The pork is pressure cooked in the flavorful sauce, which infuses the tender meat with complex smoky and sweet notes balanced by the acidity of the balsamic vinegar. After cooking, a slurry of cornstarch and water is added to thicken the sauce, coating the pork pieces for a glossy finish. Fresh rosemary can be included for additional aromatic depth.
This method allows for a convenient and shortened cooking time while producing a tender pork tenderloin suited for serving alongside vegetables or grains. The combination of molasses and balsamic vinegar provides a distinct sweet-tangy glaze that complements the savory rub.
Ingredients
- 2 pounds pork tenderloin
- 2 tablespoons olive oil
- rosemary optional, fresh
RUB:
- 1 teaspoon salt
- 1 tablespoon smoked paprika
- 1/2 teaspoon onion powder
- 1 teaspoon garlic powder
- 3 tablespoons brown sugar
- 1/4 teaspoon black pepper fresh ground
- 1/2 teaspoon rosemary dried
- 1 teaspoon Italian seasoning
- 1/4 teaspoon cinnamon
- 1/4 teaspoon cayenne pepper
SAUCE:
- 1/2 cup chicken broth
- 1/2 cup balsamic vinegar
- 2 tablespoons Balsamic reduction
- 1/4 cup soy sauce
- 2 tablespoons molasses
- 2 tablespoons olive oil
- 1 teaspoon liquid smoke
- 6 cloves garlic smashed
Slurry:
- 2 tablespoons corn starch
- 4 tablespoons water cold
Instructions
- Pat dry pork with paper towels.
- Combine in a small bowl the RUB ingredients, whisk to combine.
- Sprinkle the rub all over the pork. Using your hands rub in into the pork well.
- Turn on IP on SAUTE, once hot add 2 tablespoons olive oil, and when the oil is shimmering add pork (in batches) and sear for a couple of minutes on each side, or until golden brown. Set aside and sear the next piece.
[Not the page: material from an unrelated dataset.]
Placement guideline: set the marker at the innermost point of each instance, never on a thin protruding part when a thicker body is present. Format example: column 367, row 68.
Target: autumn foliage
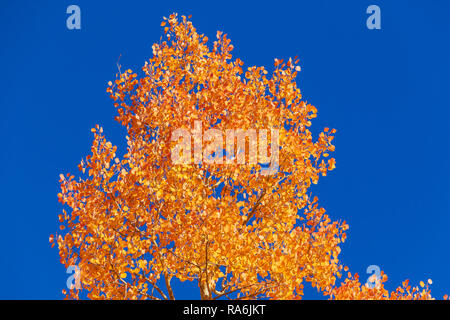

Set aside the pork on a plate.
- Combine the sauce ingredients in a bowl and add to the IP, use a wooden spoon scrape the bottom of any bits that stuck to it.
- Place pork pieces in the IP in the sauce mixture.
- Add some fresh rosemary if using.
- Put the lid on in the locked position with the steam valve closed.
- Set to PRESSURE COOK for 15 minutes.
- When cook time is up, allow the pressure to naturally release for 10 minutes, then turn the steam valve to the venting position and release any remaining pressure.
- Remove the lid and using tongs, transfer the pork tenderloins to a cutting board, cover with foil, and set aside to rest.
- Switch pressure cooker to SAUTE setting and discard the rosemary.
- Once the mixture is boiling, stir cornstarch into the 4 tablespoons cold water until dissolved, then pour into the instant pot and stir until thickened into a glaze.
- Turn off IP.
- Slice tenderloins, then serve with balsamic glaze on top.
- Garnish with chopped parsley and some rosemary.
Nutrition Information
Show DetailsNutrition Facts
Serving: 6servings
Amount Per Serving
Calories 348 kcal
% Daily Value*
| Calories | 348kcal | 17% |
| Carbohydrates | 18g | 6% |
| Protein | 33g | 66% |
| Fat | 15g | 23% |
| Saturated Fat | 3g | 15% |
| Cholesterol | 98mg | 33% |
| Sodium | 1092mg | 46% |
| Potassium | 762mg | 16% |
| Fiber | 1g | 4% |
| Sugar | 13g | 26% |
| Vitamin A | 609IU | 12% |
| Vitamin C | 2mg | 2% |
| Calcium | 42mg | 4% |
| Iron | 3mg | 17% |
* Percent Daily Values are based on a 2,000 calorie diet.